Halloween 1975
The cardboard box was in the basement, labeled “H’ween,” and every year we six kids hoped there was something cool in there we had forgotten from the previous year. There was a gray and black witch’s wig, a devil’s cape with a plastic trident, a few cracked skeleton masks with the elastic band, and a pink ballerina tutu. Usually, I pushed the box back into the closet and asked one of my older sisters to help me make up a costume.
There were strict trick or treating hours established by the city of South Bend after the razor-in-the-apple scare a few years before, something like 4:30-6:00, but daylight hours were for the grade schoolers, and most houses respected doorbells ringing well after dark. My friends and I wouldn’t be caught dead with the orange plastic pumpkins with handles our parents pushed on us to carry candy, so we’d sneak up to our rooms to grab our pillow cases.
This was well before “Halloween candy” was marketed in the tiny bite-size morsels, which made candy collection fairly uniform and mundane in years to come, so moms had to make a decision as to what type of treater they were going to be. Houses that gave out real candy bars were identified quickly and hit often. Conversely, word spread like lightning to avoid houses that gave out pennies, those suckers with the string loop handles, or any kind of produce. We worked the neighborhood until front porch lights went dark.
Halloween was the only day of the year when I wondered if my mom was a communist.
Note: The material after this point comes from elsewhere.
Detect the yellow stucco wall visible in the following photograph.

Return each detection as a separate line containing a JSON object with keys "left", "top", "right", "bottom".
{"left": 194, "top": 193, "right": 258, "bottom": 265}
She would have us kids dump our candy in a single pile on the TV room floor, allow us to take two good pieces each, and then combine all the candy into her largest mixing bowl before hiding it! Needless to say, I learned to put my best candy on the back porch before going inside, and recover it afterward to sneak up to my room. That just left the communal bowl to find the next day before my mom ate all the candy bars.